The proposed method of freely stopped scanning is composed of two parts: a dedicated sampling strategy for interrupted acquisition and a motion-detection scheme. In this work, description and preliminary evaluation of the concept were primarily based on normal structural 3D TSE imaging without any advanced motion-correction techniques, so a dual-1D navigator scheme was proposed for the real-time motion detection.

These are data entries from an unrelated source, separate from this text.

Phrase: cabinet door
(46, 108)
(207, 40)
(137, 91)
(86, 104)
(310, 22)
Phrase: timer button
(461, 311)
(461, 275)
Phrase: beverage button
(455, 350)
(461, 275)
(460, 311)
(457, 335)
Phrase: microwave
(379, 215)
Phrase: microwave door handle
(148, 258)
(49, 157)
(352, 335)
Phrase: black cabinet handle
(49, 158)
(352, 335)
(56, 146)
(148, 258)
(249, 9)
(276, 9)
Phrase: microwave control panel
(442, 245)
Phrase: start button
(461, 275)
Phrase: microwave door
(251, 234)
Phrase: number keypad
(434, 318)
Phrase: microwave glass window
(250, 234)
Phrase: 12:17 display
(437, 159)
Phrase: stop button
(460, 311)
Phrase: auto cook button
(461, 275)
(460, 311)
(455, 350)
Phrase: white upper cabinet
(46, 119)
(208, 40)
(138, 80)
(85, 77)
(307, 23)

The proposed method can be combined with more sophisticated motion-correction techniques, such that the dual-1D navigator scheme is replaced by more advanced 3D navigators or even external optical tracking systems [911]. With prospective motion correction the overall robustness of the scan to motion is substantially improved, but there is still some threshold at which the prospective correction fails—i.e. because field homogeneity relative to the displaced scanning region changes. Using our approach ensures that at least in cases when such drastic motion occurs after completion of the basic scan, uncorrupted images can be reconstructed. Similarly, in the combination with retrospective motion-correction techniques, the proposed sampling strategy also provides additional chance to obtain acceptable image quality when artifacts are not sufficiently suppressed by retrospectively eliminating the seriously corrupted data.

Conclusion

To increase the likelihood of obtaining images of diagnostic quality from 3D TSE imaging in the presence of spontaneous motion, a combination of a freely stopped sampling strategy and a dual-1D navigator scheme with a Frobenius norm metric is proposed. The cost of the repetition of the scan is reduced by early detection of the motion when the proposed sampling method fails to rescue the acquisition. The feasibility of these techniques has been proved by in-vivo experiments.